EBL. Dramat M.J. Rhetta. Poważnie poparzony Amerykanin wylądował w szpitalu!

Zdjęcie okładkowe artykułu: Materiały prasowe / Materiały prasowe / Szymon Szczur / Na zdjęciu: M.J. Rhett
Materiały prasowe / Materiały prasowe / Szymon Szczur / Na zdjęciu: M.J. Rhett
zdjęcie autora artykułu

Fatalne wieści z Gliwic - M.J. Rhett w szpitalu! Amerykanin doznał obrażeń podczas przygotowania posiłku. Z poważnymi poparzeniami trafił do szpitala. Jego życiu na szczęście nie zagraża niebezpieczeństwo.

Miał być solidnym punktem GTK Gliwice, a niestety będzie musiał przez dłuższy czas odpocząć od koszykówki i liczyć na powrót do pełni zdrowia.

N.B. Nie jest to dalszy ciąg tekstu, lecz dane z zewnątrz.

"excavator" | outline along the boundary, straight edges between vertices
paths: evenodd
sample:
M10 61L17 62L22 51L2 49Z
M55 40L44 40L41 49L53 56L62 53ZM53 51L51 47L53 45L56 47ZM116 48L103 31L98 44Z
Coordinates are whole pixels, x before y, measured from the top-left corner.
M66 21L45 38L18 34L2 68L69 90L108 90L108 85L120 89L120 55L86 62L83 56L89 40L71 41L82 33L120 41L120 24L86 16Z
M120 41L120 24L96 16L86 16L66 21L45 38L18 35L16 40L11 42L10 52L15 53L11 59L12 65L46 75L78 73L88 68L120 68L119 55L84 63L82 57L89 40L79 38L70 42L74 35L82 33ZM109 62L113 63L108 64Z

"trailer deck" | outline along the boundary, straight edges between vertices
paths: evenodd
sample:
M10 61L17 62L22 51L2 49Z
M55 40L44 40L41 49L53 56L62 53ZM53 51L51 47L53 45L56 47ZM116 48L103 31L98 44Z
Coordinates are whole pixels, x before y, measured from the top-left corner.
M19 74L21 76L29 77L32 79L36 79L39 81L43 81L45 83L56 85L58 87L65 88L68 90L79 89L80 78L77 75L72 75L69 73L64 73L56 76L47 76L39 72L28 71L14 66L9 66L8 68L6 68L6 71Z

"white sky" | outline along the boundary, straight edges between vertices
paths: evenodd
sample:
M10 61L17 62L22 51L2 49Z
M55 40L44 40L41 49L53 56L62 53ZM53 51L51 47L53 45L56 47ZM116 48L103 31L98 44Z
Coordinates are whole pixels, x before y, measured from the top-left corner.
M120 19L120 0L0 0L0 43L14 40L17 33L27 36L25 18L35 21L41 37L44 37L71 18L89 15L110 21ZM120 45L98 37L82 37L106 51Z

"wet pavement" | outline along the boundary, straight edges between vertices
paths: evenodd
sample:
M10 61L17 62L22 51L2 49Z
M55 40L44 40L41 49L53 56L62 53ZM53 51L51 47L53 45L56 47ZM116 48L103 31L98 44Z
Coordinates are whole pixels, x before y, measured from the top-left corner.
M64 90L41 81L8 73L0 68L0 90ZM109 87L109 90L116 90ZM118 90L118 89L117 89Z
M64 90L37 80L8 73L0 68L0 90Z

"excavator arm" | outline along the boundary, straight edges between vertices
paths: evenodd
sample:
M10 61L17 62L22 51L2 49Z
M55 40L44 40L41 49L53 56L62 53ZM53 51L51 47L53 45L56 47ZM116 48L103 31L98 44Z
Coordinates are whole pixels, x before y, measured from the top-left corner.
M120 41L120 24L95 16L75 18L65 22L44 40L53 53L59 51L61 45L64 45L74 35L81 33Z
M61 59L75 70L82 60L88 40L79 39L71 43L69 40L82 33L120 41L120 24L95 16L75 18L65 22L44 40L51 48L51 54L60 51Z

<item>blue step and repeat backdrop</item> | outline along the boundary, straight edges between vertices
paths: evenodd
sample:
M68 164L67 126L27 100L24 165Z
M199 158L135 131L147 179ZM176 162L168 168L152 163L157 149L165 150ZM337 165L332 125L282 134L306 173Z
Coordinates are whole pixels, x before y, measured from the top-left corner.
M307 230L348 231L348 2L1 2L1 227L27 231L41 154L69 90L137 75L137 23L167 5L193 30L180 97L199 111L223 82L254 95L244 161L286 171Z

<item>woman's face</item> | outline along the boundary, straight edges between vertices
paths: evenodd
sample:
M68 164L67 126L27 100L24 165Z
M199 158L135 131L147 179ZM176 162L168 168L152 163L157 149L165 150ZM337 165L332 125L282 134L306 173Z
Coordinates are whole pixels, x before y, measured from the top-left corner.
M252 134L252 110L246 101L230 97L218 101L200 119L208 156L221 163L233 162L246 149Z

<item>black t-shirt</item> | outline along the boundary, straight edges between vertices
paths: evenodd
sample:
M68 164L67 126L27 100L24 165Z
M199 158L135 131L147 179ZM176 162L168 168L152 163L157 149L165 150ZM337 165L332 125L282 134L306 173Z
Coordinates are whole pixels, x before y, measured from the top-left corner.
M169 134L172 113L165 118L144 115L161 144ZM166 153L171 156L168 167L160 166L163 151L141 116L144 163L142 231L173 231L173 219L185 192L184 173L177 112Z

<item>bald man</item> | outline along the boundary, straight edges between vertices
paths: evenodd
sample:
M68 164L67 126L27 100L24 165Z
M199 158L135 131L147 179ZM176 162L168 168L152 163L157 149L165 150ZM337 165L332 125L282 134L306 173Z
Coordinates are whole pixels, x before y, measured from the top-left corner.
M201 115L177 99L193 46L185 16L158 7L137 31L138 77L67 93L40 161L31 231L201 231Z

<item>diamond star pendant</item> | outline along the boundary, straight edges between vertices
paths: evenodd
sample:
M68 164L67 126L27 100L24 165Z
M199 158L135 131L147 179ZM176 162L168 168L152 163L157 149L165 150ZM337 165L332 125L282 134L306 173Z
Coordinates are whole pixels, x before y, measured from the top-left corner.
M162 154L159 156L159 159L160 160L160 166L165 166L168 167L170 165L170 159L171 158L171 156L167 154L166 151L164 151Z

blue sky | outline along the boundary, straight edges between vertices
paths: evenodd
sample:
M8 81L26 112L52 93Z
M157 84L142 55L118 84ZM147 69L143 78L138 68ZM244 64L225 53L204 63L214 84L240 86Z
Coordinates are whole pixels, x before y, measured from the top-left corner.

Co dokładnie stało się z Malcolmem Rhettem? Amerykanin doznał poważnych poparzeń podczas... przygotowania posiłku. Zawodnik szybko został przewieziony do szpitala w Siemianowicach Śląskich, który specjalizuje się właśnie w takich przypadkach.

Stan zawodnika był poważny, ale przeprowadzone szybkie czynności ratownicze dają nadzieję, że Rhett wróci do pełnej sprawności.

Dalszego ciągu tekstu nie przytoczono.